When I went away to college—to the University of Texas—she started rooting for the Longhorns. We talked on the phone every Sunday, and during football season she never failed to mention what she thought of the game that week. When I became a writer, she excitedly followed along, asking all about my encounters with Tim Tebow and J.J. Watt. She bought newspapers and magazines the first day they came out—and awkwardly showed the clerk my byline while explaining that she was my mother.
When she got sick last year, I wanted to take care of her the way she’d taken care of me. There were scary moments, nights in the ICU, and long hospital stays. It made me feel guilty for not having spent enough time with her. She wasn’t always up to talking, but when she was, we talked a lot about sports. She’d ask for updates on my fantasy teams and praise my receiver-heavy strategy. “But none of them are as good as Jerry Rice was,” she said. When you’re surrounded by tubes and beeping machines, even the arbitrary distractions in life seem important.
She’s been feeling better recently. Not long ago we were having lunch at one of those restaurants with 20 different games on at all times, and we started talking about that World Cup game. How she had been nervous about driving so far and studied a map all morning. How the Brazilian singing and the Dutch chanting actually seemed to blend together. How the soccer field that day looked like the greenest green either of us had ever seen.
She told me she couldn’t believe her good luck at the time, winning the lottery for the best tickets. She told me she couldn’t believe the prices either, but that she never regretted buying them.
We talked about the beautiful footwork of the Brazilian team, with one-named superstars like Romario and Bebeto and Dunga, and the elegant long game of the Netherlands. It was hard to root for either team over the other, but we were sitting in a section of Brazil fans, so we cheered along with them. After the rain let up, she even started singing along. The first half ended with the score 0-0.

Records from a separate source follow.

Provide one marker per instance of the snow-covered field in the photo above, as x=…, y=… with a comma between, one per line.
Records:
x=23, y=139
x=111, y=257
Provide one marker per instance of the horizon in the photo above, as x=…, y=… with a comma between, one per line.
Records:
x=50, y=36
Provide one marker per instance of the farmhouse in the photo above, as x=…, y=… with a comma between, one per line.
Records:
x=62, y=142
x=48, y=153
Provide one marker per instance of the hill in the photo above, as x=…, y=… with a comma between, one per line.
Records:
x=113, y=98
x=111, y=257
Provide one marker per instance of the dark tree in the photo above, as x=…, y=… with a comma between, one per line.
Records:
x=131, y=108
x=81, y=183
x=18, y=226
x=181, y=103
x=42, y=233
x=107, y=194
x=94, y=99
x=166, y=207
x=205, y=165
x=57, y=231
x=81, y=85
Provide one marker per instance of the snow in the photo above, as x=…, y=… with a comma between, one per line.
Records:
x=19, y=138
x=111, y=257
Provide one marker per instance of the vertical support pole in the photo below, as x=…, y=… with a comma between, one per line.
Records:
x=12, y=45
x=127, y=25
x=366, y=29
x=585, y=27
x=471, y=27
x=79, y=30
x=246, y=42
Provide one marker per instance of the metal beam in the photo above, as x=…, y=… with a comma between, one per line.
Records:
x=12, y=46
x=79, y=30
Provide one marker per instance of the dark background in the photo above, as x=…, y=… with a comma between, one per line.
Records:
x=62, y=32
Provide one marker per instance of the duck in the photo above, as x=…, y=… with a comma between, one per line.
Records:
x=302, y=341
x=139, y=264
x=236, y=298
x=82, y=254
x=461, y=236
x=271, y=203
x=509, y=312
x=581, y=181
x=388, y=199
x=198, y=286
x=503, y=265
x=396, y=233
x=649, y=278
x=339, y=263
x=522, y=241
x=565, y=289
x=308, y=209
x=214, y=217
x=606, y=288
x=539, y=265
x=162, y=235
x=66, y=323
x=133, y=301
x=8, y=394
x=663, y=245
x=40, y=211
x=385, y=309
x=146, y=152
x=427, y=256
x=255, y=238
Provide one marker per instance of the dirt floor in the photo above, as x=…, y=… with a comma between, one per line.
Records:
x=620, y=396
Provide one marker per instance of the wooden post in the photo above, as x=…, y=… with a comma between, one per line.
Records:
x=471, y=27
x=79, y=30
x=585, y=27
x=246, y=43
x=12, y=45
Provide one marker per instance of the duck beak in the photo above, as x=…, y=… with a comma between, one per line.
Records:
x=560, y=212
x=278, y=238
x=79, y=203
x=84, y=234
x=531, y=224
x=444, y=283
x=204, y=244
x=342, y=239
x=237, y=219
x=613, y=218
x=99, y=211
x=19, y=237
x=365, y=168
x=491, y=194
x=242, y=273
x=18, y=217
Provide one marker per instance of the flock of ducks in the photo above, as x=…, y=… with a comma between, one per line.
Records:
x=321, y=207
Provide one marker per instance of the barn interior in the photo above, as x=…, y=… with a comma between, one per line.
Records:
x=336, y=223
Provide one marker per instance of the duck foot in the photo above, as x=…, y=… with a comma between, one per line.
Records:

The second half was completely different. Brazil scored twice, then the Netherlands came back to tie it. With less than 10 minutes to play, a Brazilian defender named Branco sent a free kick screaming around a wall of defenders and past the keeper for the winning goal. My mom stood up, put both of her fists in the air, and yelled, and we talked about that moment the whole way home. That night, commentators said it was probably the tournament’s best game.
We both remember it so clearly, down to the shirt I was wearing that day. Our memories seem to build upon one another. As we sat there talking about it, I could see her transported to another time and place. She smiled and we came to the same conclusion: It was a good vacation.